The 1972 Bi-Car Saturn Model claims to be the product of eight years of development. Regardless of the odd choice of name, the concept of a two wheeled car with retractable training wheels was anything bu new, having been “invented” numerous times.

Here’s a few of the more memorable ones:

I’m not sure it was the first, but probably the most ambitious and memorable one was the 11908 Scripps-Booth Autogo. Among its other unique features, it had the first V8 built in Detroit, and those handsome curved copper cooling pipes that looked a bit like exhaust pipes from a tiny V36 or so. Just one was built, and it’s in the Detroit Historical Society.

The Morgan Monotrace was not an effort by the British firm to remove one more wheel from their venerable three-wheeler. This was built by the French company Monotrace, between 1924 and 1930. Or perhaps Morgan was taking a look at it and considering it, because all the rest of these are just called Monotrace.

Here’s one at speed in a sporting event.

And it was hardly original, being heavily based on the 1923 German Einspurauto.

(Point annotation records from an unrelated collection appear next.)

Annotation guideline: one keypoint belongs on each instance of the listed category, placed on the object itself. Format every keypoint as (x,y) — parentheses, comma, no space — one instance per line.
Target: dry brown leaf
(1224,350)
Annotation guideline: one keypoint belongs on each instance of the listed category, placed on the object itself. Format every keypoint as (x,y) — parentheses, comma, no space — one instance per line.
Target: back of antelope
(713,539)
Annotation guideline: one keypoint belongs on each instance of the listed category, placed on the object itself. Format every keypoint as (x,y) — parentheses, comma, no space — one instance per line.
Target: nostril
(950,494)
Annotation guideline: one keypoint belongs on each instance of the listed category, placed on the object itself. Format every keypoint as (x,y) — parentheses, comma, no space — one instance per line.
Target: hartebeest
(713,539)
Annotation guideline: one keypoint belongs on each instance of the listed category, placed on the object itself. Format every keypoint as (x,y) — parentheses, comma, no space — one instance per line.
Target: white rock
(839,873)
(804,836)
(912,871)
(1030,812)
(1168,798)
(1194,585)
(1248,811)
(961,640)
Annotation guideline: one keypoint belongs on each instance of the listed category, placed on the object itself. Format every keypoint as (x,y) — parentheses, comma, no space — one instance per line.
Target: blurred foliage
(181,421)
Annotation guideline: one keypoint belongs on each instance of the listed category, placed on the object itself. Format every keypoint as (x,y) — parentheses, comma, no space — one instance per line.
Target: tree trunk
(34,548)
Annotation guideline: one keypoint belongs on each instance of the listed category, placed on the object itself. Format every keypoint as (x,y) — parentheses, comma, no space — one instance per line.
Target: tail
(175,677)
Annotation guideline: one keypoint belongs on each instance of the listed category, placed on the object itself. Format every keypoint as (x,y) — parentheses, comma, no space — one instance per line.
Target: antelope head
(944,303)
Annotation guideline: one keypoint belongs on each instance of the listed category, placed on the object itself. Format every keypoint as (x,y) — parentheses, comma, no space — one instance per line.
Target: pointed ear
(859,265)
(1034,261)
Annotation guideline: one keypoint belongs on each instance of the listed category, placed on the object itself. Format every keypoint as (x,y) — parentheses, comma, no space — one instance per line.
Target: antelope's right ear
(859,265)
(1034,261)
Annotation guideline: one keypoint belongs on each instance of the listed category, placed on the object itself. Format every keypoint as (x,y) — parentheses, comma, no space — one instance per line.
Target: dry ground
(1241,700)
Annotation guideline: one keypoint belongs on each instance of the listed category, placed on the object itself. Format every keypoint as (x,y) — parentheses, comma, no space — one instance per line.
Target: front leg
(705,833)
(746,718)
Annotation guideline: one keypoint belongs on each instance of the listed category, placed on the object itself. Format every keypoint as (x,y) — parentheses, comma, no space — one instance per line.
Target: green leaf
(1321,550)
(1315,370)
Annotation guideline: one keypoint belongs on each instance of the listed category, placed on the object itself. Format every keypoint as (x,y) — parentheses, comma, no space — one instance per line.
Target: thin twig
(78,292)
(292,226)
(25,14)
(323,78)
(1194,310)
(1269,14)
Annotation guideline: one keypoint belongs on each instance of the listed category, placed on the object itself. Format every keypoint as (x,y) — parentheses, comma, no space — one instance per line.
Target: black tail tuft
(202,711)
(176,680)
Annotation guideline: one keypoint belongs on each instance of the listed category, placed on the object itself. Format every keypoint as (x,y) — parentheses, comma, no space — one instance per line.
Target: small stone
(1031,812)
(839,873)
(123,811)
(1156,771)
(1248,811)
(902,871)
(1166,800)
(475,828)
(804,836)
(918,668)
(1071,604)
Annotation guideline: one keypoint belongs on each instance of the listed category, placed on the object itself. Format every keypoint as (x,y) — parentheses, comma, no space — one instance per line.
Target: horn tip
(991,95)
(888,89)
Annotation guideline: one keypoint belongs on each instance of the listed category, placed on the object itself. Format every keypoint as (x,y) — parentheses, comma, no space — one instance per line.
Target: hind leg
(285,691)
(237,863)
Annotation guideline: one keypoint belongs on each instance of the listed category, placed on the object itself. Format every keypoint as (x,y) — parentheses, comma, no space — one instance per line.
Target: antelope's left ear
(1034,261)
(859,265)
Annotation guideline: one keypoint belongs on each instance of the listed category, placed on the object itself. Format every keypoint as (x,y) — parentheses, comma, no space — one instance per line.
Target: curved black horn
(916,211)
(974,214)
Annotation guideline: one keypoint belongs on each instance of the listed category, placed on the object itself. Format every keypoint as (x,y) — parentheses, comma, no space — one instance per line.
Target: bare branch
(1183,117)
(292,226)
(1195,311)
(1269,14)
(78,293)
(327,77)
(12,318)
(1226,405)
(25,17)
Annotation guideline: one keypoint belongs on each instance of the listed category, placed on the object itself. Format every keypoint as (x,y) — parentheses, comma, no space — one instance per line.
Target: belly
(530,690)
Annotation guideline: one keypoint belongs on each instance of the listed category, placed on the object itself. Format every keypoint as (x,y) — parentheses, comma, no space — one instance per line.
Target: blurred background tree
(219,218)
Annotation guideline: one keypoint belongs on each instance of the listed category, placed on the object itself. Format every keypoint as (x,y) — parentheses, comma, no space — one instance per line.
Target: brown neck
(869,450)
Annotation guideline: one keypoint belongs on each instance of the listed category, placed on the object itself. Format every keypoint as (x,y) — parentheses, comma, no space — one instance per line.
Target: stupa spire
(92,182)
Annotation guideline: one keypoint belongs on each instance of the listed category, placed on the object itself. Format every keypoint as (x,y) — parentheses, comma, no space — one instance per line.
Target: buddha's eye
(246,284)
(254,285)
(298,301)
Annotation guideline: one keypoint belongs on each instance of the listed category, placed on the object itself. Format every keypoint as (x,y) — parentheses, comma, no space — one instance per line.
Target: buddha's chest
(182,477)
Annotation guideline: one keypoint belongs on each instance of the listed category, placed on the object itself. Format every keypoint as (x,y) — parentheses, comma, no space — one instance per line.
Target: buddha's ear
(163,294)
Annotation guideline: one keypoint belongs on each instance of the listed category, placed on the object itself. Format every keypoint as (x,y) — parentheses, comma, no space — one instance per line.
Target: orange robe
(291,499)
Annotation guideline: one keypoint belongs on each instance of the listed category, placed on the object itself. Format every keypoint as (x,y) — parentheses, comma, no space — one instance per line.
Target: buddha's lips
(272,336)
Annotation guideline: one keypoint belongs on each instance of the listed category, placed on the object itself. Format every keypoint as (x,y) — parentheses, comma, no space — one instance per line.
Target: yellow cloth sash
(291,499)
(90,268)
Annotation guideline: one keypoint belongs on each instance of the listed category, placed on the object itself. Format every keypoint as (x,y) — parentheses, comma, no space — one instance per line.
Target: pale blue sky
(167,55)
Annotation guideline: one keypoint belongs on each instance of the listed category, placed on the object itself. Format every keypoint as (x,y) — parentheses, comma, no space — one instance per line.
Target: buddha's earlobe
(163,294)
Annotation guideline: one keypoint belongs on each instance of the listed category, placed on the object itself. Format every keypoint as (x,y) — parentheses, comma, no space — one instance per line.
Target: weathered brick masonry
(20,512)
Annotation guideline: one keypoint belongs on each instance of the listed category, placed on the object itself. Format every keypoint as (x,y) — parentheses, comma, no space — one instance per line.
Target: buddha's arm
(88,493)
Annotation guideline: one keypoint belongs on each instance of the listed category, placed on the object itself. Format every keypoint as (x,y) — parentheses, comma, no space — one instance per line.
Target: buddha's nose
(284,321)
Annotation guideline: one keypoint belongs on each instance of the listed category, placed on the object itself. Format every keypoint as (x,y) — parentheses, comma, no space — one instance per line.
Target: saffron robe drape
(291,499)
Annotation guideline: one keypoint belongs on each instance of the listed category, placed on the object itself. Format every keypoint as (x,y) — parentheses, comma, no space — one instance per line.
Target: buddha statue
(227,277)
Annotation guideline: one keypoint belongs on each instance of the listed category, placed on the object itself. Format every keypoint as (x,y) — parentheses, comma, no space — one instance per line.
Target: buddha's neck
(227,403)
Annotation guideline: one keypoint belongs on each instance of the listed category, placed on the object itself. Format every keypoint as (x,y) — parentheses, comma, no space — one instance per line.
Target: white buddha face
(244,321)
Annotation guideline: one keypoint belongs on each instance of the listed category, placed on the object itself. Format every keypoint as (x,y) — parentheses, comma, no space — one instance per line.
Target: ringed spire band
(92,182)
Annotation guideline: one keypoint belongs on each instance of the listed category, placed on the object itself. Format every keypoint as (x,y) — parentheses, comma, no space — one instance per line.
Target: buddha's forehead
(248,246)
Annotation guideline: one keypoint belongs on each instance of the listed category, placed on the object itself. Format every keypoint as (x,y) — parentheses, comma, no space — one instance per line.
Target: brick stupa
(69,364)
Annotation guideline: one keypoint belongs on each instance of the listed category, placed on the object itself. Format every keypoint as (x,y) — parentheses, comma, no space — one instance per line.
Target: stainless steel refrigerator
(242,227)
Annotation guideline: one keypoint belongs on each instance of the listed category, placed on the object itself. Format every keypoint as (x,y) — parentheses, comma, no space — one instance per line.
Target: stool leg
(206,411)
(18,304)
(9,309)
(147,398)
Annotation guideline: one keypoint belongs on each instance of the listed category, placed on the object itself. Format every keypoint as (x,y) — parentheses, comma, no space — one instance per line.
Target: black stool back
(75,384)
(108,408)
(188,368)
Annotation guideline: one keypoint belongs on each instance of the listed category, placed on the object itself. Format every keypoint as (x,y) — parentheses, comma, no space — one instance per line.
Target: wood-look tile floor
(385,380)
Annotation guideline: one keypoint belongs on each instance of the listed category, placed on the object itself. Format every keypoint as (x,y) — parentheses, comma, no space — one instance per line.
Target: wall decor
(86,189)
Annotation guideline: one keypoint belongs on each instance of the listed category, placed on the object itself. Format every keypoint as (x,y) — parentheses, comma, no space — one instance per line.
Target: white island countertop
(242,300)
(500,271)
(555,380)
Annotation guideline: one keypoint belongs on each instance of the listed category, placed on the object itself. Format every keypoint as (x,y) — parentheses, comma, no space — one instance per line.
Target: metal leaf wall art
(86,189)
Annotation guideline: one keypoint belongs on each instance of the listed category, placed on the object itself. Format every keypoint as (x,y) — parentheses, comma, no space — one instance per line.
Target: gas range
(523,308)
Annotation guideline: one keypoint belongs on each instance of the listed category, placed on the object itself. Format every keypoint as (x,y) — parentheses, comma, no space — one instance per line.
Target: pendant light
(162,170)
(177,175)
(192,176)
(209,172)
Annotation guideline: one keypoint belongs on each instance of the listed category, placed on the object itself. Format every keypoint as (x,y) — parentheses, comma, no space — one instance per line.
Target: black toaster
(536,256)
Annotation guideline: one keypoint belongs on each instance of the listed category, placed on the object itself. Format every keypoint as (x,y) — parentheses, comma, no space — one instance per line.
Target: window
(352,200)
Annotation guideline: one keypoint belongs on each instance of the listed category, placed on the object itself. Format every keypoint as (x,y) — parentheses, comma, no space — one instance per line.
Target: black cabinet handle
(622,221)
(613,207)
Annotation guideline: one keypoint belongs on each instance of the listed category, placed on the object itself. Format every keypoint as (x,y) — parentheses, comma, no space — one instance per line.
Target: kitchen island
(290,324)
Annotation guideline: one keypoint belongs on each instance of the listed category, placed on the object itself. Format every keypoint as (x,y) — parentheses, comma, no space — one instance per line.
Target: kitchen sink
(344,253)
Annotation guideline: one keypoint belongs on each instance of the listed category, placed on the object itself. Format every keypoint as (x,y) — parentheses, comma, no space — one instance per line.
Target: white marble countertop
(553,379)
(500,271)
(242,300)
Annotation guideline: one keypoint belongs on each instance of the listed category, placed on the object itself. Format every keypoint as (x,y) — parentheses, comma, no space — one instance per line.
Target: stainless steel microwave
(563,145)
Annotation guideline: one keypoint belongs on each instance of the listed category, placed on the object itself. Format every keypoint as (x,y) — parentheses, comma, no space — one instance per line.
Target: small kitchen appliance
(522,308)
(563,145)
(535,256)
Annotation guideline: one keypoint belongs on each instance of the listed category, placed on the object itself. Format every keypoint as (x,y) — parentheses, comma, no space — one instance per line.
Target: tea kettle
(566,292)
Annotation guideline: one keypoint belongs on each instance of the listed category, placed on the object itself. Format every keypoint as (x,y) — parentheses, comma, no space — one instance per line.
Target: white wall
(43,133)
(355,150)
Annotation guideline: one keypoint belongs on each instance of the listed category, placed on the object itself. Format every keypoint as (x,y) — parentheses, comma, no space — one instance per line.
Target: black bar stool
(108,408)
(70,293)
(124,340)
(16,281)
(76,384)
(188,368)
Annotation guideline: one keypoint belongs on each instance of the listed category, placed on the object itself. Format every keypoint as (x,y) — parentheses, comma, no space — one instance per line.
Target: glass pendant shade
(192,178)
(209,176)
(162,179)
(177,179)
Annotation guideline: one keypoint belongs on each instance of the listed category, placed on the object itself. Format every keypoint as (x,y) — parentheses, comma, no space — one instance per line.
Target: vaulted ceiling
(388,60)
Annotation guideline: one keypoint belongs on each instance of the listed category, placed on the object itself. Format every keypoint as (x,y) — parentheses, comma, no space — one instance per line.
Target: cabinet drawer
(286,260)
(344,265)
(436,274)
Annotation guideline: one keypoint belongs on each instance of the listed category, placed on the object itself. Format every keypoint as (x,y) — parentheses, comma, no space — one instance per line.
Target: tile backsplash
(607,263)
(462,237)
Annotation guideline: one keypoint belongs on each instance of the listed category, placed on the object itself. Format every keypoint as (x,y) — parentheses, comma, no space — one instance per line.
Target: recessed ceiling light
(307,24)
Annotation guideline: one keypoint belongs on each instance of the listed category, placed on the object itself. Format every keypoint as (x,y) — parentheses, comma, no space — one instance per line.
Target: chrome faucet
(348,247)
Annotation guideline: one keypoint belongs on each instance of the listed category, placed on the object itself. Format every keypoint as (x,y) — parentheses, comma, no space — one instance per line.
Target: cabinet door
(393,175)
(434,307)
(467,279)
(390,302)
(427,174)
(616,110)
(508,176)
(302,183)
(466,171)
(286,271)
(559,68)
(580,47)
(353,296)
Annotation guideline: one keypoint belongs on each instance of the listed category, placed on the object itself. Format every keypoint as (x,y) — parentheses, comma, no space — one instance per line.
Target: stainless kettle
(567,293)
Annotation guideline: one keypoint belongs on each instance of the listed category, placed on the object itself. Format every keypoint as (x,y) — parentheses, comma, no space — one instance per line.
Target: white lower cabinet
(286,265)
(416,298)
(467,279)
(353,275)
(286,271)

The reality is that there were dozens of two-wheeled cars built, either as one-offs or in small numbers. This is the Douglas. Great Britain seems to have hosted an outsized share of them. Maybe it’s something to do with their narrow lanes. Maybe not.

 

Note that so far whe have just touched on conventional two-wheeled “cars”. There’s an important subcategory, the Gyrocar, which employs one or more gyroscopes to assist in its stability They still had lowering side wheels for stopping and parking, but were quickly raised once it was under way and the gyros were spinning.

The granddaddy of the genre is The Shilovski Gyrocar, was commissioned in 1912 by the Russian Count Pyotr Shilovsky, a lawyer and member of the Russian royal family. It was manufactured to his design by the Wolseley Tool and Motorcar Company in England in 1914 and demonstrated in London the same year.[ The gyrocar was powered by a modified Wolseley C5 engine of 16–20 hp, with a bore of 90 mm and a stroke of 121 mm. It was mounted ahead of the radiator, driving the rear wheel through a conventional clutch and gear box. A transmission brake was fitted after the gearbox – there were no brakes on the wheels themselves. The weight of the vehicle was 2.75 tons and it had a very large turning radius.

The same basic approach was used for Ford’s Gyron concept, and there has been a stream of others ever since. It’s an enduring idea, apparently.

I don’t know anything more about the Bi-Car except what’s in these ads. The name is of course a bit unfortunate, and it’s not like “bi” was not a common term at the time. “Traditionalists may flinch”.